Then Jesus answered and said to them, “Most assuredly, I say to you, the Son can do nothing of Himself, but what He sees the Father do; for whatever He does, the Son also does in like manner.” (John 5:19)
It is the duty of every Christian man to replicate, to the very best of his abilities, everything that he sees Jesus do. John’s Gospel expresses it perfectly here. Just as Jesus does what He sees His Father do, so our children will do what they see us do. In other words, what we do is really important. We are called to be just like Jesus.
What does that mean? What does it mean to be just like Jesus? To begin with, Jesus did not judge us. Instead, He loved us. He stood up for people, no matter how different they were and no matter what social status they had.
If He got angry with anybody, it was the Pharisees, because they were the religious leaders of the time. They were like the presidents of our seminaries, or the pastors of our large churches. People looked to the Pharisees for moral wisdom and spiritual guidance. And what did they do with that leadership? They went around condemning people for their sins. “This is not how it’s supposed to be done,” they said. “You’ll have to pay!”
Jesus thought this was a terrible way to set an example. “You’re embarrassing our Father!” He told them. “You’re embarrassing everything that we stand for! You are whitewashed tombs, beautiful on the outside, but filled with rot and decay!”
Jesus was angry with the Pharisees, but He never judged sinners. Ever. He didn’t judge them because He knew, 100%, that when He went up on that cross, He would be taking their shame. He knew it! He said to the prostitute who was about to be stoned, “Go on, I do not judge you. Stop doing what you’re doing, sure, but just go. You are forgiven.”
He was prophesying to her! He was saying, “Look, when I get nailed to that cross, and that blood starts dripping from my body, and I get whipped and beaten, I will be doing it for you. I know you feel shame over what you do. I know you are vulnerable and persecuted. These people want to stone you! But I’m going to take away your shame. In fact, I will die for you! That’s how much I love you.”
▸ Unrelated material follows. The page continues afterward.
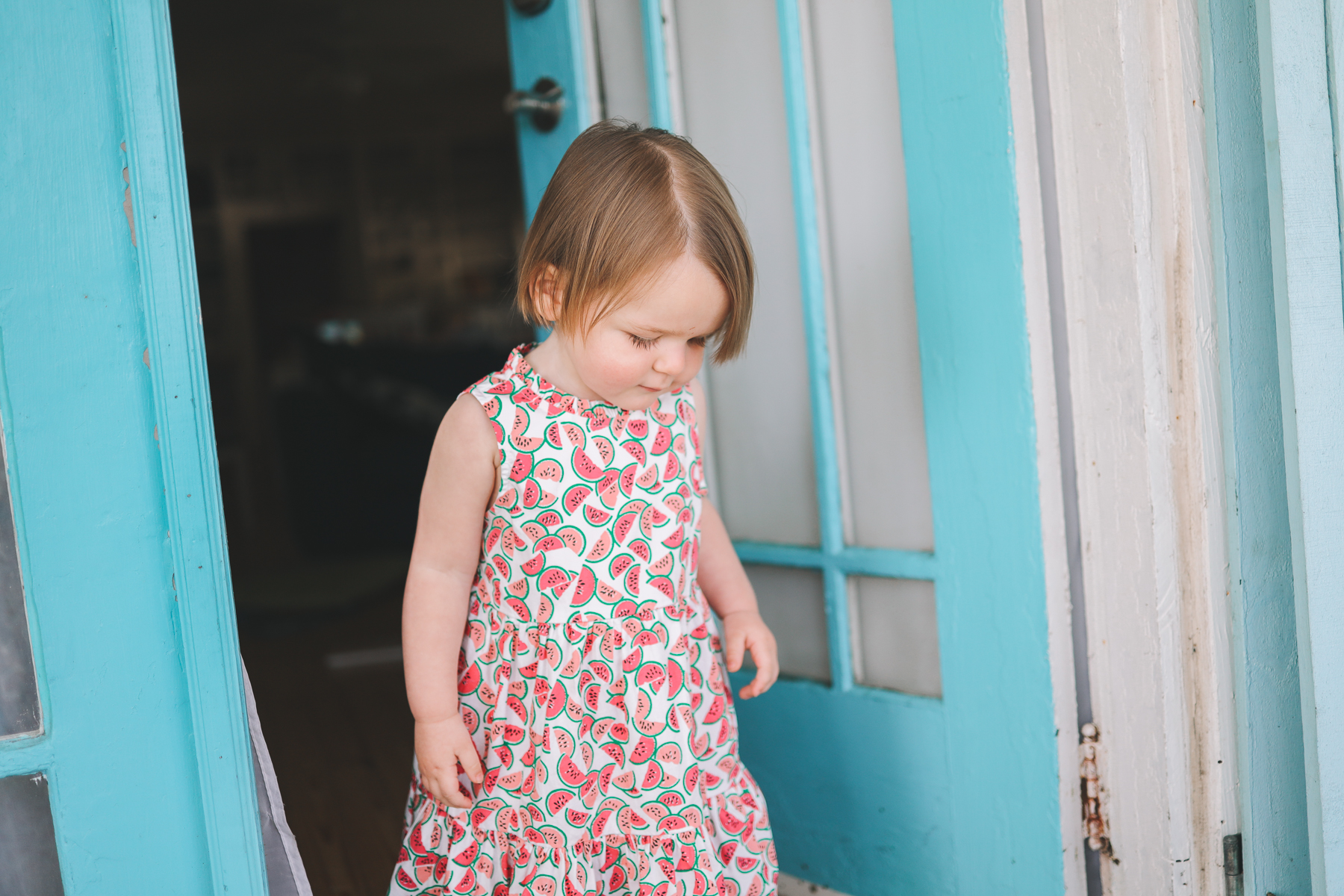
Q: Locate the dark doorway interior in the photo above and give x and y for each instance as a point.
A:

I don’t think the Pharisees understood love. To love like Jesus, they would have had to become servants. That would mean changing how they looked at everything. They would need to forgive sinners. They would need to be kind to them, serve them, and love on them.
But that isn’t how they looked at things. They could only imagine making sinners pay.
Jesus came among them and said, “No, no, no, no, no! That’s not how it goes! I’m going to pay, not them. I’m going to take all of this on. I’m going to die. My Father will turn his back on me so that I can take all the sins of the world upon my shoulders. Why would I do this? Because I love the sinners that you condemn. I love everyone! When I resurrect from the dead, everyone will be redeemed. No one will have to live in shame. No one will have to live in guilt. No one will be condemned to death. Everyone will live in freedom!”
This is the love we should give our children. When they see that they are loved this deeply and this purely, they will respond. They will love you back. They will love you and God so much! They will become filled with love, and love will raise them into beautiful adults. They will be such good people. They will know how to lead by serving, because you will have shown it to them in your relationship with them.
It’s a duty and a calling, but it’s an honor and a privilege.